Each member of the team prioritized basketball in their early teenage years. Their young and wondrous minds led them to the court they now call the home base for the family they found in the United States.
As the thought of becoming an excelling player evolved in their heads over time, they knew in order to turn their dreams into reality, they would have to come to the United States. It was not long after arriving when they knew that coming to the U.S. was the right fit for them, and their ambivalence quickly turned into certainty. The women agreed that their passion filled the distance gap from home and opened the door for a new feeling of independence.
Raphaela Toussaint, a sophomore criminal justice major from Canada who is a forward for the team, shared how seeing other places in the world can change an individual’s feeling toward life.
“I think it is important for people to see different parts of the world as early as they can because it can give them a different perspective on life and show them what they take for granted.
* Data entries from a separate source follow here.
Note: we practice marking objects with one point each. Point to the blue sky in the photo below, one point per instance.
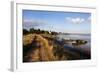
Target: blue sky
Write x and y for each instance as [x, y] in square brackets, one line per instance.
[67, 22]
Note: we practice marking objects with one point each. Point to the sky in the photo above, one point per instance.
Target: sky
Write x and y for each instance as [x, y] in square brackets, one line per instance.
[66, 22]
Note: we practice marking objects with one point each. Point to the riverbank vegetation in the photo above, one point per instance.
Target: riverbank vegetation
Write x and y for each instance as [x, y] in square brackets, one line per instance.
[42, 45]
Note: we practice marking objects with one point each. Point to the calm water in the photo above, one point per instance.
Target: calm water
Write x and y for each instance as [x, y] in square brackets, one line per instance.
[87, 38]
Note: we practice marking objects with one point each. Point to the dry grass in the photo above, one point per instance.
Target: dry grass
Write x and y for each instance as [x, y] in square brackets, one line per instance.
[42, 53]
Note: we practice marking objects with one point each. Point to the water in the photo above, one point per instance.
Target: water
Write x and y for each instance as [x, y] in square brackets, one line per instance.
[86, 37]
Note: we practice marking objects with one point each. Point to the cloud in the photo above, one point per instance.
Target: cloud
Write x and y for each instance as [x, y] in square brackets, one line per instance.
[31, 23]
[89, 18]
[76, 20]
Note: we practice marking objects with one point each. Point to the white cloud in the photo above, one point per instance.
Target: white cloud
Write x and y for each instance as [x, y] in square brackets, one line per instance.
[77, 20]
[89, 18]
[31, 22]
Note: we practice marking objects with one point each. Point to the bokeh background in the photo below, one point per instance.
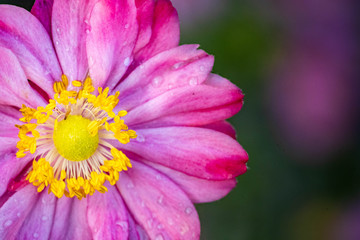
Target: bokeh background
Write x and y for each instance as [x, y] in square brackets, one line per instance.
[297, 62]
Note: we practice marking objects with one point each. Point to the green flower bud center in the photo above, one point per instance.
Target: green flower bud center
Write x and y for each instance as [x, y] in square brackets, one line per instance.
[73, 140]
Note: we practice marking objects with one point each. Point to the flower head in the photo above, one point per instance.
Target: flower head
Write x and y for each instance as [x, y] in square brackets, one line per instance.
[109, 129]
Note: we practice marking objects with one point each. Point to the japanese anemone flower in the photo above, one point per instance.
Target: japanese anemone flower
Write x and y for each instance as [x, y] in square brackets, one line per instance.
[108, 128]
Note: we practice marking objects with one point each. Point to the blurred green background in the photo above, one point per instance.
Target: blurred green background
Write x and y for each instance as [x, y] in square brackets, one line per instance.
[291, 191]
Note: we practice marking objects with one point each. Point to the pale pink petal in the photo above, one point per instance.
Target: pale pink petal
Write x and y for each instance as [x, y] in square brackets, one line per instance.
[188, 105]
[165, 32]
[220, 157]
[158, 205]
[199, 190]
[39, 222]
[136, 232]
[145, 15]
[12, 76]
[107, 215]
[26, 37]
[11, 167]
[63, 211]
[15, 210]
[178, 67]
[69, 26]
[42, 10]
[111, 40]
[222, 126]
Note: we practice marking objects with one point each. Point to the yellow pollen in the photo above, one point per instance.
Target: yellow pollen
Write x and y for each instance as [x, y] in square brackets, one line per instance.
[73, 140]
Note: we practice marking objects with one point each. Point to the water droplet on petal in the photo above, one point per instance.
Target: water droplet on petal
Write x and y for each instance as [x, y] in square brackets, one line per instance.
[130, 185]
[140, 138]
[159, 237]
[49, 50]
[127, 61]
[161, 199]
[170, 222]
[149, 222]
[7, 223]
[123, 225]
[157, 81]
[176, 66]
[193, 81]
[188, 210]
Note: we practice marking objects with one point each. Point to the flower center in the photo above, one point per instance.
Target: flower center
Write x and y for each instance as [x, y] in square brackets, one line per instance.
[73, 140]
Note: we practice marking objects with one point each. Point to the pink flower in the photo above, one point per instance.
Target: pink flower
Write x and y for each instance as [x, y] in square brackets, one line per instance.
[139, 153]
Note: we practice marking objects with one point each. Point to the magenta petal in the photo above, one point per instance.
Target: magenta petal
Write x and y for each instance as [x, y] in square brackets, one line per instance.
[12, 76]
[42, 10]
[145, 14]
[222, 126]
[39, 222]
[178, 67]
[78, 227]
[158, 205]
[15, 210]
[10, 166]
[111, 40]
[199, 190]
[191, 105]
[62, 215]
[26, 37]
[69, 24]
[221, 157]
[165, 31]
[9, 116]
[107, 215]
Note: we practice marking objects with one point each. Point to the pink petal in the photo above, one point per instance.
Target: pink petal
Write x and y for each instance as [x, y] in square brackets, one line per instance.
[111, 40]
[62, 215]
[12, 76]
[10, 166]
[222, 126]
[26, 37]
[198, 152]
[174, 68]
[165, 31]
[7, 144]
[107, 215]
[9, 116]
[78, 227]
[39, 222]
[69, 25]
[15, 210]
[199, 190]
[145, 14]
[190, 105]
[136, 232]
[158, 205]
[42, 10]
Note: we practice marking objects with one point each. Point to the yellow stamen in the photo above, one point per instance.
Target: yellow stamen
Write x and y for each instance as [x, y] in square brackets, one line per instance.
[66, 133]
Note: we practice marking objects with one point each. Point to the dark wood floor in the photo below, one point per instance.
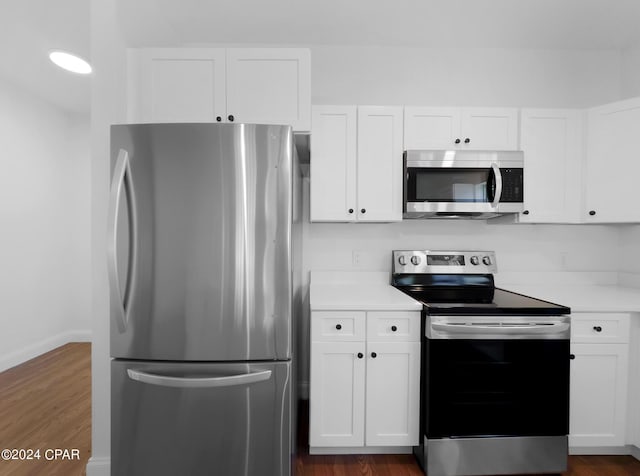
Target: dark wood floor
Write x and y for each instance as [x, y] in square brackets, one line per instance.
[46, 403]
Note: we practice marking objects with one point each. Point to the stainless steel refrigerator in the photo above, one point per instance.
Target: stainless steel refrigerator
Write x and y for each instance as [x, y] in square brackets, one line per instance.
[203, 234]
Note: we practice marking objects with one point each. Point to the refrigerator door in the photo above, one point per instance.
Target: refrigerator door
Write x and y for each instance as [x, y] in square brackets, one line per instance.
[200, 419]
[200, 242]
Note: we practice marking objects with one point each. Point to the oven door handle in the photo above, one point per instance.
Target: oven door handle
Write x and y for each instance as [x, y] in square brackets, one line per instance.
[498, 175]
[527, 329]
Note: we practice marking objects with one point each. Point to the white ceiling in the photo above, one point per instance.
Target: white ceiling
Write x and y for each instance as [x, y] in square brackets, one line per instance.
[30, 28]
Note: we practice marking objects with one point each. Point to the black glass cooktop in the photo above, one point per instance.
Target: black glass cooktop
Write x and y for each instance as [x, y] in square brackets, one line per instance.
[471, 294]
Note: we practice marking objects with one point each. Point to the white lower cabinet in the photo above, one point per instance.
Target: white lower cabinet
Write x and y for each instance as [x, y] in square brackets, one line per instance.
[336, 397]
[365, 385]
[599, 380]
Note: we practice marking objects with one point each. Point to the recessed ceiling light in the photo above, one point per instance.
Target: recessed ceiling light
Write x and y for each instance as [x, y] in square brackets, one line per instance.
[70, 62]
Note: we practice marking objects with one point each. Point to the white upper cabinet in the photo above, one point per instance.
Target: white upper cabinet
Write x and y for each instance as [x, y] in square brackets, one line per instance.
[552, 141]
[333, 163]
[356, 164]
[177, 84]
[379, 173]
[613, 168]
[456, 128]
[270, 86]
[256, 85]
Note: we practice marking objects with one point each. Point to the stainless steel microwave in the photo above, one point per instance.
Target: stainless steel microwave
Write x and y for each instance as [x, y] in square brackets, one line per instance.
[462, 183]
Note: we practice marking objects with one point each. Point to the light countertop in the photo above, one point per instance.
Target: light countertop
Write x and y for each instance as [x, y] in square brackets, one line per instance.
[364, 291]
[584, 298]
[370, 291]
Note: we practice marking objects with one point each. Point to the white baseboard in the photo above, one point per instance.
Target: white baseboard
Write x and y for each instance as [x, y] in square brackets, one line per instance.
[99, 466]
[602, 450]
[359, 450]
[38, 348]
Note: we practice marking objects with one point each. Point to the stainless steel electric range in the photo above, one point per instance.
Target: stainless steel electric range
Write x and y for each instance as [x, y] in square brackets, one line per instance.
[495, 368]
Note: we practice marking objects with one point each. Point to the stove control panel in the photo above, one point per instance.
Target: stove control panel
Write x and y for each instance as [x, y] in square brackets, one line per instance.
[443, 262]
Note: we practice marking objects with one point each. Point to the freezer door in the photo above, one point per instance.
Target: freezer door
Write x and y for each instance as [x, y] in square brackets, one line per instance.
[200, 242]
[201, 419]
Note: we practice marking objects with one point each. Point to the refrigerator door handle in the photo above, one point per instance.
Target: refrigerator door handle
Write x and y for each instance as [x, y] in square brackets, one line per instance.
[121, 182]
[199, 382]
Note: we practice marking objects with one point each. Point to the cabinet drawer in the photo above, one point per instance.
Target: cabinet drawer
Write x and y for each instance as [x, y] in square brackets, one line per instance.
[600, 328]
[393, 326]
[337, 326]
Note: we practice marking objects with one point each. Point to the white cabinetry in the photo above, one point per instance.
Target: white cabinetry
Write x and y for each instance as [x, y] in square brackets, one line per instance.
[365, 374]
[257, 85]
[552, 141]
[455, 128]
[613, 167]
[356, 164]
[599, 379]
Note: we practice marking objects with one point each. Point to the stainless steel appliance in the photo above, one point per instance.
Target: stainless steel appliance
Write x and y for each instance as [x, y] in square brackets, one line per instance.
[203, 232]
[462, 183]
[495, 368]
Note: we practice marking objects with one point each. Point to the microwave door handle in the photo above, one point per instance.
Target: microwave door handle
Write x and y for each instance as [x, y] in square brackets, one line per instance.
[498, 176]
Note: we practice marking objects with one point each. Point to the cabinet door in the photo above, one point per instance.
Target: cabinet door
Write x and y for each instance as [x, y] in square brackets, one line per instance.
[393, 393]
[598, 394]
[379, 164]
[333, 163]
[612, 167]
[269, 86]
[336, 400]
[552, 143]
[489, 128]
[431, 127]
[176, 84]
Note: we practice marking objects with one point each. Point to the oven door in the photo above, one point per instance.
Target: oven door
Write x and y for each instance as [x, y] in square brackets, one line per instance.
[477, 387]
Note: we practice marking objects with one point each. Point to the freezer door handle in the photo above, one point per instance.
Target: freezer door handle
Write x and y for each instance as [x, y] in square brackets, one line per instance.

It can also teach people a lot about different countries and cultures, allowing them to learn, grow and become a better person,” said Toussaint.
The thought of being across the world can develop anticipation within students pulling them away from becoming precisely who and what they want to be in life. Distance has tested students’ strength of independence and ability to work efficiently in a foreign setting considering that they were completely blinded to the new normality they will be finding themselves a part of.
Jessika Schiffer, a junior guard and a graphic design major from Germany, discussed how a foreign education experience is one of a kind.
“I would say take the opportunity because you learn so much about yourself and other people. Even just one year away from home can teach you so much that you can’t learn any other way,” said Schiffer.
Anna Ekerstedt, a junior forward and a psychology major from Sweden, talked about how living overseas contributed to her personal growth.
“If I compare myself to the person I was three years ago, first coming to the states to now, I am more independent than I ever was. … I remember when I was younger I could never imagine not being home for a time like Christmas, but after three years of doing it, the experience has strengthened my independence,” said Ekerstedt.
Sofie Bruintjes, a sophomore psychology major from The Netherlands, explained how living in a different country has shaped an appreciation for her home.
“Being away from home definitely makes you value the small things in life. Things like having dinner with your family every night or watching a movie with your sister makes you realize how big the small things really are in life. The time away really allows you to appreciate every moment you have with the people from home. Every moment you get is valuable,” said Bruintjes.
Although the distance from home can emphasize its value, it also develops an understanding of what defines a family and how it can be found through other means besides blood.
“I would also say that being on the team and being around everyone with such a passion for basketball fills that gap of distance from family.” Said Schiffer, “The team is its own family. You always have people around you to go to.”